SRES-201-119
Submitted in the Senate, considered, and agreed to without amendment and with a preamble by Unanimous Consent. (consideration: CR S2753; text: CR S2758)
Sponsored by Joni Ernst (R-IA)
What it does
This resolution expresses the Senate's support for designating the week of May 4–10, 2025, as "National Small Business Week." It honors the contributions of small businesses and entrepreneurs across the United States. The resolution is purely symbolic and does not create law, appropriate funds, or impose any requirements on any person or entity.
Who benefits
Small business owners and entrepreneurs who receive formal congressional recognition. Trade associations and advocacy groups representing small businesses, who may use the designation for promotional purposes. Local chambers of commerce and community organizations that organize events around the designation. The Small Business Administration, which has historically coordinated National Small Business Week activities since 1963.
Who is hurt
No group is materially harmed by this resolution. There are no mandates, spending changes, or regulatory effects. Congressional staff time is a negligible indirect cost borne by taxpayers.
Supporters argue
Supporters argue that formal congressional recognition highlights the outsized role small businesses play in the U.S. economy — more than 34.5 million small businesses support over 59 million jobs, according to the resolution's own findings.
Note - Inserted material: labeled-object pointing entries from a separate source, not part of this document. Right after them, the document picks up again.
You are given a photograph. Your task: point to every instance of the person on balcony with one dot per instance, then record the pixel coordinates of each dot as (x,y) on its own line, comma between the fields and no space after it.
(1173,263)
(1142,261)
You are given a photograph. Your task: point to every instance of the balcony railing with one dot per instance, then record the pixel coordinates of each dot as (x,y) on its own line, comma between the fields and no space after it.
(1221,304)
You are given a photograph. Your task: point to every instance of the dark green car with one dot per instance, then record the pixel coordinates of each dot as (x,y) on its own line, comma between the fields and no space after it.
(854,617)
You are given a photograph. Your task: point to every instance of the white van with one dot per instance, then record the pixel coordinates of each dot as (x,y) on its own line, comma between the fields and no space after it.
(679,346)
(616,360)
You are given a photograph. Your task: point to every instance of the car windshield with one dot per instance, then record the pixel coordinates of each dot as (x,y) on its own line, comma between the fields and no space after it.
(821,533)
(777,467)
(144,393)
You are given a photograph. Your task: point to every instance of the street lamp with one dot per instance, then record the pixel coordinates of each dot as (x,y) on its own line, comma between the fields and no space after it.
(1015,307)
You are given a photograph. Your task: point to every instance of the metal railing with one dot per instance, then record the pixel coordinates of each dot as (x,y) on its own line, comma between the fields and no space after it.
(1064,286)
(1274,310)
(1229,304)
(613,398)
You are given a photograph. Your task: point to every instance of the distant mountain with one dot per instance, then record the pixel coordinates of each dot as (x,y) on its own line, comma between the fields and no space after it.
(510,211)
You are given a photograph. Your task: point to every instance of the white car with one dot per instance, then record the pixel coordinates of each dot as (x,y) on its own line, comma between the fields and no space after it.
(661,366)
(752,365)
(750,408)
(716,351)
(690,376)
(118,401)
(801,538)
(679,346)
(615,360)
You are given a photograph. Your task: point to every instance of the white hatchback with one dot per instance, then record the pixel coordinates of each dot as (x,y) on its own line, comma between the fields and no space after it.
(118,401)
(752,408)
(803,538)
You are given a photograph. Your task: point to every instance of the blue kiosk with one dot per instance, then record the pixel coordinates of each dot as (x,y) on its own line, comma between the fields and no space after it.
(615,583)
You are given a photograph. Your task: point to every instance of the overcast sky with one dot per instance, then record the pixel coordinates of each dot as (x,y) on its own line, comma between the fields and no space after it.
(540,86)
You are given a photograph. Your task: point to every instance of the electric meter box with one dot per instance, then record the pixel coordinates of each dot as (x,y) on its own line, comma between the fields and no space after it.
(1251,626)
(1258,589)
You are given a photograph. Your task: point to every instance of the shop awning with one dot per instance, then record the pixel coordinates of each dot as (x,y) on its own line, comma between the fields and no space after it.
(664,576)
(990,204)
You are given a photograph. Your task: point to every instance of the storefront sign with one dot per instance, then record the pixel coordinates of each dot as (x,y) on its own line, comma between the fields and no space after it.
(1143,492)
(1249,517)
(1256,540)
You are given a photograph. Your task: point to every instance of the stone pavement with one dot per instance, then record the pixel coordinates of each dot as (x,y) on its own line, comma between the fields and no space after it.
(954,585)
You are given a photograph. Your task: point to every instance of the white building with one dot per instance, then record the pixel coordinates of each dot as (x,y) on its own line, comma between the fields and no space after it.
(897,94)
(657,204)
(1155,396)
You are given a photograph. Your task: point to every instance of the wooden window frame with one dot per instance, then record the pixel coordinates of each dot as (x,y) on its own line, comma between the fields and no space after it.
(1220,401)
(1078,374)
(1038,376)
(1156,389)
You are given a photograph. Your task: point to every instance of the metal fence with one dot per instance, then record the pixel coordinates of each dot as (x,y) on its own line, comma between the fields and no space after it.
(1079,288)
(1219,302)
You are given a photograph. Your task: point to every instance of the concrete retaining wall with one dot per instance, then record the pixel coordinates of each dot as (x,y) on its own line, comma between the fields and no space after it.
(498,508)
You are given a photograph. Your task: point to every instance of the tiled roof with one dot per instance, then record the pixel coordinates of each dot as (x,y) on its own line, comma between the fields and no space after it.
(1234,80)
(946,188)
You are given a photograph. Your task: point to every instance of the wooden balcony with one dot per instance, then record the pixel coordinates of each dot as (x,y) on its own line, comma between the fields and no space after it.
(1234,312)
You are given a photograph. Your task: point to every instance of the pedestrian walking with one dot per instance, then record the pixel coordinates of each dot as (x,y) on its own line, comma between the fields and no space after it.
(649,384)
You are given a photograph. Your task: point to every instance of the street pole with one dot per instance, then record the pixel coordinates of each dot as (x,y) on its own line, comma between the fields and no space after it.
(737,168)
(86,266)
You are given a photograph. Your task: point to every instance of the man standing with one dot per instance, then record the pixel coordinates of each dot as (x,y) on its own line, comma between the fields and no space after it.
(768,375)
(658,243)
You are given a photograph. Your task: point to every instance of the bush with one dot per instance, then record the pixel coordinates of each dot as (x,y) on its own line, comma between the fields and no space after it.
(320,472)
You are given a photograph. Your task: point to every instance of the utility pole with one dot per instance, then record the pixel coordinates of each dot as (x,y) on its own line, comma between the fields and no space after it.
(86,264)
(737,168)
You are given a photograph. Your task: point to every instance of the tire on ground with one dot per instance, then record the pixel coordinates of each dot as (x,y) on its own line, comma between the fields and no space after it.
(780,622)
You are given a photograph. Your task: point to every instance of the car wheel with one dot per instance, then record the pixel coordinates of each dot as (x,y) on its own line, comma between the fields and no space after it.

They contend that symbolic recognition raises public awareness, encourages consumer support for local businesses, and continues a bipartisan tradition dating back to every presidential administration since 1963.
Opponents argue
Opponents could argue that purely symbolic resolutions consume limited floor time and legislative resources without producing any measurable policy outcome for small businesses. They might contend that the same congressional energy would be better directed toward substantive legislation addressing the specific challenges — such as access to capital, regulatory compliance costs, or workforce shortages — that small businesses actually face.